It's a cold, miserable sort of day. Liverpool managed to quite convincingly lose against Manchester United, thus proving that waking up at 7.30am to watch them play is probably not the best idea for a Sunday morning. Any chance of doing well this season is lost in the mists of time now as a team, which looks great on paper, insists on playing like a bunch of drunken undergrads who have never played footy together.

So, what do I want to talk to yous, PTSD-readers, about? Grading. I've been grading the "scientific" research proposals that my kids have produced and most of those are rather well-crafted. A couple of them have even described Mill's methods (and how they would use it for their projects) and what the projects would look like. This I was very impressed with because they had the option of writing "Oh, we'll use statistics and choose X number of random cases" but a few of them have gone through the trouble of specifying which of Mill's methods they would use, describing variables and how to measure them and ending up with a chart. How nice.

It makes me realise I whinge about this lot a lot but, hey, they are fairly clever when they choose to be.

Now, I've got to go shore up the ramparts for tomorrow. I've sent them out to be ethnographers over the weekend and it's time to sit down and talk about their experiences.

* In case yous are thinking I've forgotten my "reference Mr. Gaiman in every post in October" plan, the title is from the Gothic Archies' 1997 album and Mr. G referenced the Gothic Archies in his talk. So there you have it.


White Man in Hammersmith Palais*

Random stuff on a rainy Thursday evo:

1. Put 3 mates and (a bit later) a formerly-scary person together around one round table and talk turns not to knights but to walking the Freedom Trail. And following Red Arrows. And despair over kids these days not reading Douglas Adams.

I believe baby-sitting of non-existent babies was also mentioned. As were 5-foot-tall pink drink providers with bad geographical sense.

2. New expertise: "How to quell a rebellion in 3 minutes". Both E and IntLaw are convinced the idea of dictatorial authoritarianism has not been applied to class yet. Despots do have more fun. I shall have to give depotism a try.

3. There's a German Gourmet shop to explore and American Hardcore to watch. But, I might go to ogle Christian Bale and Hugh Jackman instead.

4. I score 139 on a Type A/B test. Apparently they are not talking of blood but of personality. I'm not quite sure if 139 is good or bad because it doesn't tell me. It does say (helpfully) that "low scores are type B" but does not mention which part of 35-380 is low or what being a Type B means (probably not a good thing. A's are usually better than B's. That's how the world works).
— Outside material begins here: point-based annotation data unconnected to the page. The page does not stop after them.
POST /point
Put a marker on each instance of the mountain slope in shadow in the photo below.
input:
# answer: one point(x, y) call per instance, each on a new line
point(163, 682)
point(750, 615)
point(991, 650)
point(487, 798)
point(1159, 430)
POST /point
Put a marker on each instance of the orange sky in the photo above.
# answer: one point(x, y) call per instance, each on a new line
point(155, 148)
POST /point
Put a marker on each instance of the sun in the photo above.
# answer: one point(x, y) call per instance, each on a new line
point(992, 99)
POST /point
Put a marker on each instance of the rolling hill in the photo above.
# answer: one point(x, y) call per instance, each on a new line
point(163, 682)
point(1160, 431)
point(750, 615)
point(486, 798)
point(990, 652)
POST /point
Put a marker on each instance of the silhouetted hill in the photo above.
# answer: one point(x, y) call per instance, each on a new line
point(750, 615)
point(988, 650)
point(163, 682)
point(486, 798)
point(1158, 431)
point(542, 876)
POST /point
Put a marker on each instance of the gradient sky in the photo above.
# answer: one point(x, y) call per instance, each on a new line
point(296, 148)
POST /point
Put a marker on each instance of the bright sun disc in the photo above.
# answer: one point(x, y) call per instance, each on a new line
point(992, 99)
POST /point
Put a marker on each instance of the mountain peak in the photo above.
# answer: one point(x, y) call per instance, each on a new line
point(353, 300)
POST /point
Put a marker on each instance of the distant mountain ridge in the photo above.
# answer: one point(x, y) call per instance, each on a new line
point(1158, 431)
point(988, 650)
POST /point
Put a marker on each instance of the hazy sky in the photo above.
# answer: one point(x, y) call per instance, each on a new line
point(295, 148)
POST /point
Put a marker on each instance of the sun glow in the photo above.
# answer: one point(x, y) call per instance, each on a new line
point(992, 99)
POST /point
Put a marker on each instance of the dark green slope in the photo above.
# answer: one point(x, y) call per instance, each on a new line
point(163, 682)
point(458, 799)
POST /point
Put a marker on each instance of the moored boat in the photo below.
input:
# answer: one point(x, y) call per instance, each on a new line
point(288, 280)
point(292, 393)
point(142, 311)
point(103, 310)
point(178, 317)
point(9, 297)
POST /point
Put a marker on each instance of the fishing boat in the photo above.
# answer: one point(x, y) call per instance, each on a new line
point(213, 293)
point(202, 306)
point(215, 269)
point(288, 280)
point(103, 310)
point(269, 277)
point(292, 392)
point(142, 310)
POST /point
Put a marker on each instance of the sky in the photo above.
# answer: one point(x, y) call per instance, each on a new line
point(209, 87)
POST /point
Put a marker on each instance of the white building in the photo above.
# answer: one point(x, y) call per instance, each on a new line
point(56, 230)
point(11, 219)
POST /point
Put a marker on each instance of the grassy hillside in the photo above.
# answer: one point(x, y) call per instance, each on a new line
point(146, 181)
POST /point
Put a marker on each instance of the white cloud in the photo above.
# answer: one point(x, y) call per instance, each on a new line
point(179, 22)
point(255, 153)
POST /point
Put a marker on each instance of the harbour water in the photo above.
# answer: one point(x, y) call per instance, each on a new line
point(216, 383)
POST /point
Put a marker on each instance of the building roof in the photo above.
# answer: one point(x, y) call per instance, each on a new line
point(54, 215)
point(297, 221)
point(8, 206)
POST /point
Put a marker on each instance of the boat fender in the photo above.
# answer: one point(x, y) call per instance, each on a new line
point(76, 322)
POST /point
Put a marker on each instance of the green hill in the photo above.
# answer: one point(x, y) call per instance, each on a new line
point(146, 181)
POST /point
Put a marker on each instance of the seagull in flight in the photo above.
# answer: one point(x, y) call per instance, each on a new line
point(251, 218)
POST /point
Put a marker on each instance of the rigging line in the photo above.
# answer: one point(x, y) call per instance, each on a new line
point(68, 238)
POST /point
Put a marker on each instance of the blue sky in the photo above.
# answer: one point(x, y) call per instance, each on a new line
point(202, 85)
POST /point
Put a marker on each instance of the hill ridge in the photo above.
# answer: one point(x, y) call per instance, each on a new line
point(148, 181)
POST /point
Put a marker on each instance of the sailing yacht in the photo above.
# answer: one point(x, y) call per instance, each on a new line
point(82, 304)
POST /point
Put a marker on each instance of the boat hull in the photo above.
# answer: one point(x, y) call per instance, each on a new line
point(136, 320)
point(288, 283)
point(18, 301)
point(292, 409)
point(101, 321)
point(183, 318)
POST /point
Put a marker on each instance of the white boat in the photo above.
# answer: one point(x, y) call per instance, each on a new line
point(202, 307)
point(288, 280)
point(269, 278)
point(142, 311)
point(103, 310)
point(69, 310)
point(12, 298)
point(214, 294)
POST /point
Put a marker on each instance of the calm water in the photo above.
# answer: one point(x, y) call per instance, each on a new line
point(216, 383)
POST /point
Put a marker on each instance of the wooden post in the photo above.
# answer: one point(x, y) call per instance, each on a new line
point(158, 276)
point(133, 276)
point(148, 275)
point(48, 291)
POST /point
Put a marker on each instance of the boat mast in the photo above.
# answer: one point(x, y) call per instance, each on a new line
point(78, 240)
5. There is actual snorting involved (from E and IntLaw) when I mention the (future) possibility of my kids clambering up ramparts (tables/chairs) and singing "Do you hear the students singing?"** as I try quell them. I believe firehose and batons were also mentioned.

6. There were many fond memories of American football matches exchanged though there was some confusion about the years some of the events immortalised in memories allegedly occurred. No confusion from my fellow PTSD-er, of course. Unlike some other folk, PTSD-ers don't confuse dates of when Very Important Things happened to their football teams.

* We were not actually in "Hammersmith Palais" though there was a two-legged pig hanging on the wall in front of us. Are there pigs in Hammersmith?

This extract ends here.